Mindfulness is not about relaxation, positive thinking, or sitting cross-legged. It is attention training, and decades of neuroscience research explain why it works.

Pranay Bathini8 min read
Mindfulness Is Not What You Think It Is

A couple of years ago, a friend of mine — software engineer at a well-known tech company in Bangalore — told me his team had started doing "mindfulness sessions" at work. Led by an American consultant. Over Zoom. For which the company was paying tens of thousands of dollars a quarter.

I asked him what they actually did in these sessions.

"Basically breathing exercises and paying attention to stuff," he said.

"So... pranayama and dhyana?"

He paused. "Huh. Yeah, I guess."

This is the absurdity of mindfulness in India in 2026. Concepts that have existed in our traditions for literally thousands of years — in our languages, in our scriptures, in what our grandparents did every morning — get exported to the West, studied in labs, rebranded with English terminology, and sold back to Indian tech workers at premium consulting rates. It would be funny if it weren't so perfectly, painfully ironic.

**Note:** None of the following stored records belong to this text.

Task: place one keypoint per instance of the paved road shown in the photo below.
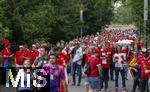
(79, 88)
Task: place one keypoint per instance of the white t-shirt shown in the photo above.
(78, 55)
(118, 60)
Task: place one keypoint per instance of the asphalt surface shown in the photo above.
(111, 85)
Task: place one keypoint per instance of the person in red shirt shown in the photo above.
(6, 54)
(6, 61)
(19, 56)
(110, 53)
(34, 53)
(104, 60)
(93, 76)
(27, 53)
(144, 63)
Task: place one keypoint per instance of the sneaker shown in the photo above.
(78, 84)
(107, 89)
(116, 88)
(124, 90)
(73, 84)
(102, 89)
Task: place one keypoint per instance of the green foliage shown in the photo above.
(123, 15)
(35, 20)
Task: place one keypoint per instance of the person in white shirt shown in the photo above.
(119, 68)
(76, 66)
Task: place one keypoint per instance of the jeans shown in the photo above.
(136, 81)
(112, 71)
(144, 85)
(122, 72)
(77, 69)
(94, 82)
(105, 77)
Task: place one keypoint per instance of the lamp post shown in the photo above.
(145, 21)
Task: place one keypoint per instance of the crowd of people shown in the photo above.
(99, 58)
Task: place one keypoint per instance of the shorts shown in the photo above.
(94, 82)
(86, 81)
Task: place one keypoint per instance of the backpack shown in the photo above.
(87, 68)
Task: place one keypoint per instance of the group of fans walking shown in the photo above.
(99, 58)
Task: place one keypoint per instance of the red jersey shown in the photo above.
(34, 54)
(87, 58)
(109, 53)
(104, 62)
(144, 63)
(27, 53)
(62, 57)
(6, 52)
(19, 57)
(94, 62)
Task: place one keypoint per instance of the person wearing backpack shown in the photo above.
(93, 74)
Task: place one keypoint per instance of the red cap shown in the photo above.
(6, 42)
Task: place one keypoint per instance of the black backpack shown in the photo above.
(87, 68)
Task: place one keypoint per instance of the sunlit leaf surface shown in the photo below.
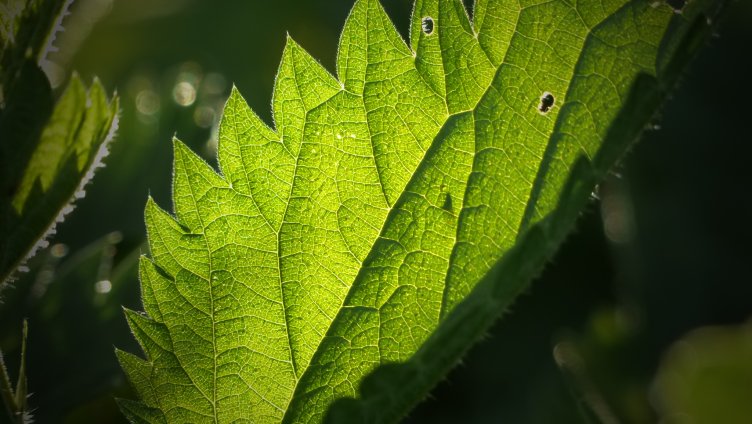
(356, 232)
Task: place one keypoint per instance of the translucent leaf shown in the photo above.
(350, 255)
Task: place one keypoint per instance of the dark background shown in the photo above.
(665, 250)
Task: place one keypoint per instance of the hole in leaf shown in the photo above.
(547, 102)
(469, 8)
(447, 206)
(677, 5)
(427, 25)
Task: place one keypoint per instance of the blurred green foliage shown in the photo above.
(664, 251)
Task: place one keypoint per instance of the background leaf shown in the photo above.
(49, 148)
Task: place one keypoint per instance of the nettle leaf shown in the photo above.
(49, 148)
(394, 212)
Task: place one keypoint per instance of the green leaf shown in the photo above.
(705, 376)
(393, 213)
(49, 148)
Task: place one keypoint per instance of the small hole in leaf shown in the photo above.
(427, 25)
(547, 102)
(447, 206)
(677, 5)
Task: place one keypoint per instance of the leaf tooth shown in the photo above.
(138, 413)
(173, 247)
(466, 66)
(301, 85)
(242, 137)
(194, 184)
(151, 335)
(368, 29)
(138, 372)
(494, 24)
(152, 281)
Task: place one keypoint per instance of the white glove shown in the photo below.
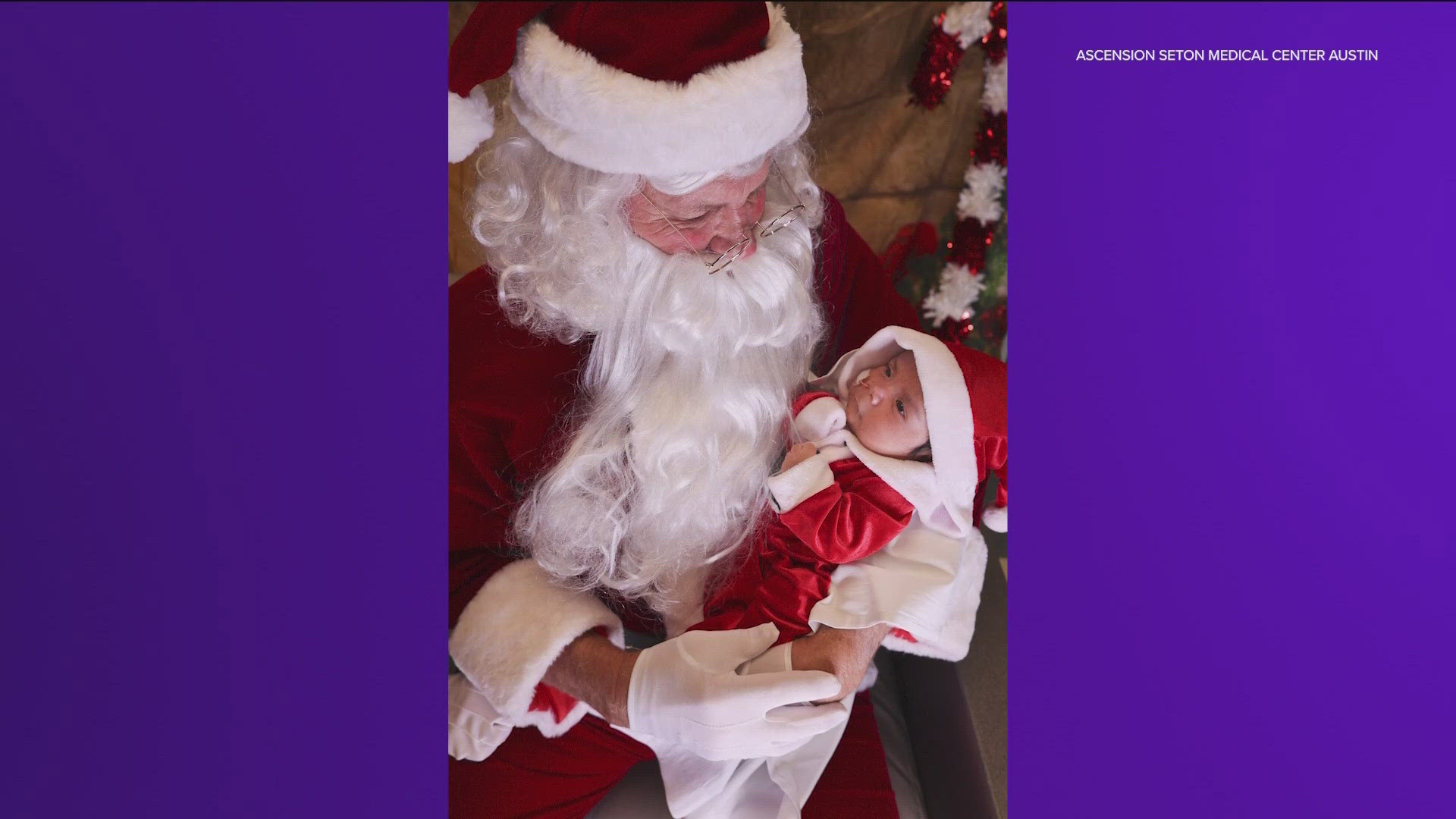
(688, 692)
(475, 726)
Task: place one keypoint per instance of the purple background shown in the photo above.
(221, 308)
(1232, 398)
(224, 395)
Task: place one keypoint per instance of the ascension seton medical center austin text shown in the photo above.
(1228, 55)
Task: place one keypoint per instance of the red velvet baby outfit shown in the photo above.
(795, 551)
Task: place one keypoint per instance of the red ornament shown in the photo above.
(990, 139)
(932, 76)
(993, 44)
(954, 330)
(968, 243)
(915, 240)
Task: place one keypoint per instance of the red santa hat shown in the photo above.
(634, 88)
(965, 413)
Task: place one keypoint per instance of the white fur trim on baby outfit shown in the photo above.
(609, 120)
(944, 494)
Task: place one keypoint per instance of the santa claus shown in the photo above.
(663, 278)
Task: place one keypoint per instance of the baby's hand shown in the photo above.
(799, 453)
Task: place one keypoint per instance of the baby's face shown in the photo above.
(886, 409)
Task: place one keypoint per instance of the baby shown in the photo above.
(893, 445)
(858, 471)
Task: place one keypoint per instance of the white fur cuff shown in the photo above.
(794, 485)
(514, 630)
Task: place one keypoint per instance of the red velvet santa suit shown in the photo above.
(509, 397)
(799, 548)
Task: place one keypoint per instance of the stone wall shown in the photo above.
(889, 162)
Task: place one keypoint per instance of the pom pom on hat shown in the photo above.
(472, 121)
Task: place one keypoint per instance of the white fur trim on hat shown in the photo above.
(609, 120)
(944, 494)
(516, 627)
(472, 121)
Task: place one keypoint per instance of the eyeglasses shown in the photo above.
(731, 254)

But here's the thing: I'm actually not mad about it. Because the Western scientific framework did something genuinely valuable: it made these practices measurable. Testable. Replicable. And that matters. "My grandmother did this" isn't an argument that convinces sceptics. Published, peer-reviewed research in Nature Reviews Neuroscience is.

So let's talk about what mindfulness actually is: what our traditions have known for millennia, and what modern neuroscience has confirmed.

What Mindfulness Actually Is (Not What Instagram Shows You)

The most widely cited definition in the scientific literature comes from Jon Kabat-Zinn: "paying attention in a particular way: on purpose, in the present moment, and non-judgmentally" (Kabat-Zinn, 1994).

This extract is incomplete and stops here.